After confirming new homes had been found in the public sector for all the men who requested one, Laurie and his colleagues put together a constitution for the organisation that was to become Kingdom, stating that its initial primary concern would be to house single people while also allocating 10% of new properties to homeless people and 10% to those who required support.
“Right at that point there was a change of government, though, and almost one of the first cuts was the introduction of a moratorium on funding for any new housing associations,” Laurie recalls.
“We unfortunately fell into that category. Langstane housing association in Aberdeen was only a few months ahead of us but it managed to get away.
“As a group there were six to seven of us and we stuck together and continued to meet monthly during the moratorium period, which was about two years. Suddenly, at the end of January 1982, I had a call from the director of the housing corporation to see if we were still in existence.”
From a handful of homes initially, Kingdom has developed more than 5,000 houses over the past four decades, the majority of which are for social rent. It invested around £60m in new affordable housing last year, now employs over 380 people and turns over in the region of £35m, across the Kingdom Group every year.
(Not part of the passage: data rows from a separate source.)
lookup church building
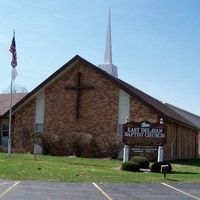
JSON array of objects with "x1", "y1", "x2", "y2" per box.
[{"x1": 0, "y1": 11, "x2": 199, "y2": 160}]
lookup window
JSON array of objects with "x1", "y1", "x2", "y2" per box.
[
  {"x1": 1, "y1": 122, "x2": 9, "y2": 137},
  {"x1": 35, "y1": 123, "x2": 44, "y2": 133}
]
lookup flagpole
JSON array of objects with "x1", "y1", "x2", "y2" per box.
[
  {"x1": 8, "y1": 79, "x2": 13, "y2": 158},
  {"x1": 8, "y1": 30, "x2": 16, "y2": 158}
]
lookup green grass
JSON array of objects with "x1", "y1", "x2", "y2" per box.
[{"x1": 0, "y1": 153, "x2": 199, "y2": 183}]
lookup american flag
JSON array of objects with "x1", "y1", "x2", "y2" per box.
[
  {"x1": 9, "y1": 35, "x2": 17, "y2": 68},
  {"x1": 9, "y1": 33, "x2": 18, "y2": 80}
]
The Naumann Initiative is just the latest in a line of projects it has worked on over the years to help support its mission to provide tenants with ‘more than just a home’.
Yet despite Kingdom’s progress, things are clearly far from perfect in the housing sector. Homelessness in general remains a concern and the government’s Housing First project, which aims to eradicate street homelessness by providing houses as well as wraparound care and support for those with complex addiction issues, has fallen well behind target after just one year. For Laurie there are still plenty of reasons to be optimistic, though.
“Generally, I’m much happier about the commitment that’s being made,” he says. “Even on Housing First, the government has been able to talk about it and come forward with these proposals. It’s disappointing that they’ve not been able to meet their targets, but that’s not new. Among local authorities and housing associations there’s enthusiasm to work in that way.
“To house homeless people previously you had to go through a series of supported housing - into the night shelter, into a hostel, into a small group home, but never actually into your own house; 35 years later the Housing First model has begun.
“There’s a lot of déjà vu from me because things will get relegated, especially if the crisis deepens. Things seem to improve incrementally then new issues arise, but I do generally think things are a lot better in Scotland now than they were in many areas.”